While we can't solve the halting problem perfectly, we can approximate it well enough for practical use. Debugging distributed systems, analyzing performance bottlenecks, and understanding complex code dynamics - all without executing a single line of code. This transforms previously impossible problems into tractable ones.

Key Takeaways for AI Engineers

1. Execution > Syntax

Modeling what code does (execution dynamics) provides richer understanding than modeling what code looks like (syntax). CWM's execution traces capture program semantics, not just structure.

Paradigm Shift

2. World Models Enable Efficiency

Simulating actions before executing them dramatically improves agentic efficiency. Generate execution traces without running code - invaluable for expensive operations.

Planning

3. Small Models Can Be Powerful

32B parameters with focused training outperforms larger models on code tasks. "Punches above its weight" - quality training data > raw scale.

Efficiency

4. Bash as Universal Tool

Fewer specialized tools + deeper terminal mastery = more flexibility. Bash-oriented models can compose operations in ways specialized tools can't anticipate.

Architecture

5. Mid-Trajectory Updates Scale

Asynchronous RL with eager checkpointing enables unprecedented throughput. Update models during active execution instead of waiting for trajectory completion.

Training Innovation

6. Neural Debugging is Possible

Models can trace code execution with high precision, enabling new debugging paradigms. Simulate execution without running code - invaluable for distributed systems.

New Paradigm

7. Approximate Impossible Problems

While theoretical limits exist, practical approximations of undecidable problems (like halting) are achievable through pattern recognition and simulation.

Theory

8. Open Research Benefits Community

CWM is publicly available on Hugging Face with code and technical report. Open research accelerates field-wide progress and enables practical applications.

Open Source

Technical Implementation Details

Data Collection Pipeline

  • • GitHub data at massive scale
  • • PR mutations and predicted changes
  • • Running CI/tests on passing repos
  • • Generating execution traces
  • • Repository-level context

LLM Integration

  • • Coupling execution traces with autoregressive LLMs
  • • Chain-of-thought style reasoning
  • • State and action-to-state functions
  • • Predicting next execution states
  • • End-to-end differentiable

Agent Environment

  • • Bash-oriented model
  • • GitHub issue resolution workflow
  • • End-to-end bash-based learning
  • • Terminal as primary interface
  • • Fewer, more flexible tools

Bootstrapping with SFT

  • • Supervised fine-tuning before RL
  • • Rejection sampling from failed traces
  • • Learning from failure modes
  • • Explicit grab functions for navigation
  • • Quality-focused data curation

Availability & Resources

Hugging Face

Model available for download and inference

GitHub Code

Complete inference code provided

Technical Report

Comprehensive research documentation

Source Video

Code World Model: Building World Models for Computation

Jacob Kahn • Meta FAIR (Fundamental AI Research) • AI Engineer Conference

Video ID: sYgE4ppDFOQDuration: ~26 minutes
Watch on YouTube

Research Note: All quotes in this report are timestamped and link to exact moments in the video for validation. This analysis was conducted using multi-agent transcript analysis with transcript-analyzer agent, reading the complete VTT file.
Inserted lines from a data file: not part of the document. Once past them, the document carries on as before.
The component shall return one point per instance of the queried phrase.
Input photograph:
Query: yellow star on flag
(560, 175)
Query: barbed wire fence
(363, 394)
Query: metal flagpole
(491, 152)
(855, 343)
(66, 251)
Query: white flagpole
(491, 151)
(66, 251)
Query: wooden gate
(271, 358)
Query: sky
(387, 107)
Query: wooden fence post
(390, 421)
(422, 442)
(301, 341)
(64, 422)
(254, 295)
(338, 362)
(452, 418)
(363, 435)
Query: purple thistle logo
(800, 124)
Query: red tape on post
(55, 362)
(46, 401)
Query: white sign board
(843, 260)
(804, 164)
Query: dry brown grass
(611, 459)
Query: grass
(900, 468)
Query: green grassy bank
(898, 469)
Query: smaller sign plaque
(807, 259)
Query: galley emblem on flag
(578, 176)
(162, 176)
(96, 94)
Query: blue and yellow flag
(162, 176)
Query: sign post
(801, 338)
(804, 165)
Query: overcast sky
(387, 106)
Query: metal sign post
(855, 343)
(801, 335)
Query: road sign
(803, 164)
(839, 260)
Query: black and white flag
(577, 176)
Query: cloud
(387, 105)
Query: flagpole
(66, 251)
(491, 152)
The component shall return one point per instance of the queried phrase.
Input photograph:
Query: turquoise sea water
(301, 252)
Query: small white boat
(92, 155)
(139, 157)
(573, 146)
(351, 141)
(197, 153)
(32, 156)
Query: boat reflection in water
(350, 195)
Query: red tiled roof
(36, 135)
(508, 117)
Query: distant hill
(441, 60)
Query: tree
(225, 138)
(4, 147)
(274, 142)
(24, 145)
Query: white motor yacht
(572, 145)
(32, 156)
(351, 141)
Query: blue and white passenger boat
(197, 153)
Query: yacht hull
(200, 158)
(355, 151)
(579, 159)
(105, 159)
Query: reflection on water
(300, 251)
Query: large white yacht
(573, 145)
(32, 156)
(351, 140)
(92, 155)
Technologies & Concepts: World Models, Execution Tracing, Asynchronous RL, Mid-Trajectory Updates, Neural Debugger, Halting Problem, Meta FAIR, Hugging Face, Transformer Architecture, Reinforcement Learning, Bash-Oriented Agents, Code Simulation

Research sourced from AI Engineer Conference transcript. Analysis conducted by reading complete VTT transcript file with transcript-analyzer agent. All quotes verified against original video timestamps.